11 junio, 2021
, Río Negro

NO SE AGUANTA MÁS

NO SE AGUANTA MÁS

Hay un sueño que hicimos realidad hace tres años; logramos construirlo ladrillo a ladrillo, haciéndole frente a tantas pesadillas. En el barrio Fiske Menuco, en Río Negro, logramos levantar nuestra primera defensa contra el hambre: el espacio para el merendero “Sueños Revolucionarios” y las ollas populares de cada semana. Un salón que edificamos a fuerza de voluntad, donde día a día cocinamos para más de 300 personas. Desde ahí un poco de solidaridad riega nuestra vecina María Crispina Muñoz, la responsable del merendero, junto con todas las compañeras que hacen posible mantener las ollas de pie.
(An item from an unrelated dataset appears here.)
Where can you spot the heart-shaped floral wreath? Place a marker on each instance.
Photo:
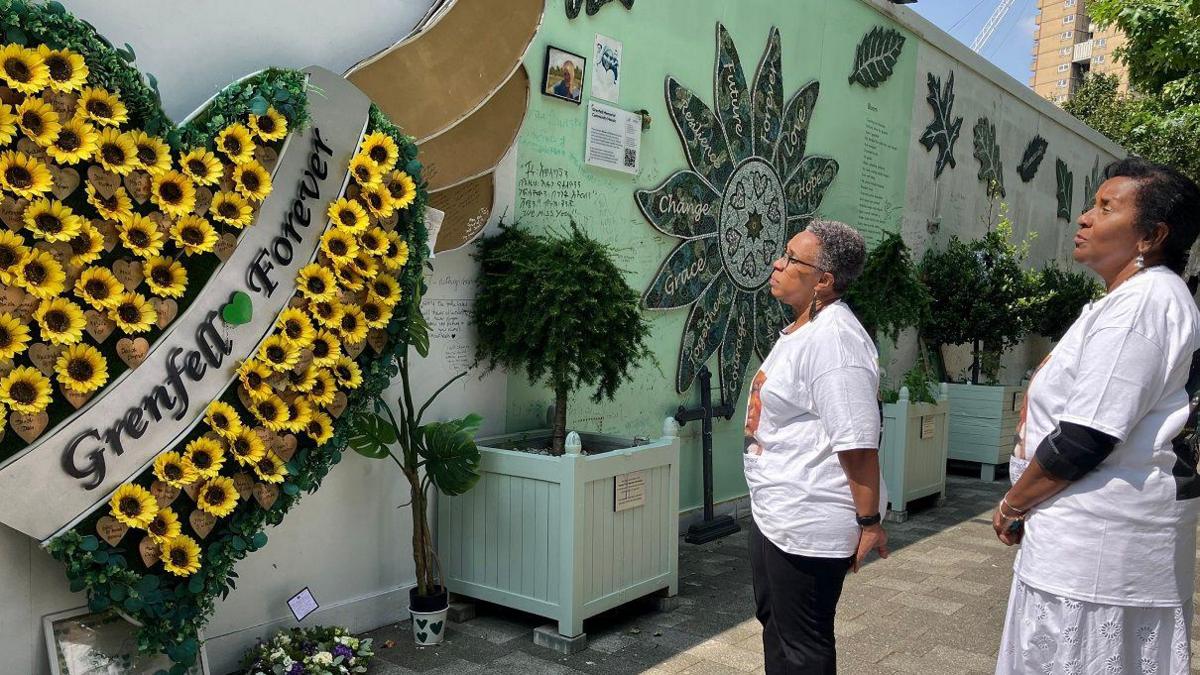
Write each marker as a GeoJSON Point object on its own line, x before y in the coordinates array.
{"type": "Point", "coordinates": [103, 202]}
Acá vemos que el techo gotea con cada lluvia y el agua se escurre por las paredes hasta hacer cortocircuito con los enchufes. ¡Y ahí estalla el primer peligro! Cocinamos en la precariedad, mientras seguimos reforzando cada pared a fuerza de voluntad, para tapar los baches de hambre que deja el Estado. Abrigadas con camperas y sin vacunas, con guantes y sin salarios, con los ovarios y los barbijos bien puestos, cocinamos para familias de hasta ¡12 integrantes! Madres, padres y adultos mayores que llegan para recibir su plato de comida. En cada esquina resuena el mismo eco: vecinas pidiendo para nueve personas, cuando son 11 en la casa y los adultos dejan de comer para que los más chicos llenen su panza; abuelos que se acercan pidiendo sólo para los nietos porque prefieren aguantar el hambre y que alcance para otros vecinos. Así es como nos estiramos para abarcar a más personas.

Sólo faltan 10 días para que «llegue» el invierno y entre a patadas dentro de nuestras casas, aunque ya se sienten las ráfagas heladas cuando prendemos el fuego en los anafes. Usamos por lo menos 15 garrafas por mes sólo para cocinar, cuando cada una cuesta 800 pesos, ¡son 12 mil pesos de gas! La leña no es una opción, debido a que la poca que llega la repartimos entre todos los vecinos que asisten, así pueden calefaccionar sus hogares y dormir menos preocupados; cuesta 2500 pesos cada semana y debemos ir a buscarla a casi 20 cuadras del barrio o pagar un flete de 1000 pesos. ¿Después de eso? No queda ni para comprar la leche o el pan. Sin embargo, la solución la tenemos a sólo 20 metros del comedor; 20 metros que nos separan del acceso a derechos básicos. Esa es la distancia entre la puerta del merendero y la red de gas natural de la localidad de General Roca, que permitirían que no gastemos más de lo que tenemos para cocinar o calentar nuestras casas, pero la gestión municipal no nos da acceso.

Como si fuera poco, también pasan los caños de agua y los tendidos de electricidad que podrían asegurarnos una vida digna dentro de nuestro barrio. El municipio ignora a la comunidad del Fiske Menuco: pedimos a gritos una solución a todas las mangueras congeladas que son el único acceso que tenemos al agua potable. Estamos cansadas del debate de cada día, porque no podemos sobrevivir eligiendo si pasamos hambre o frío.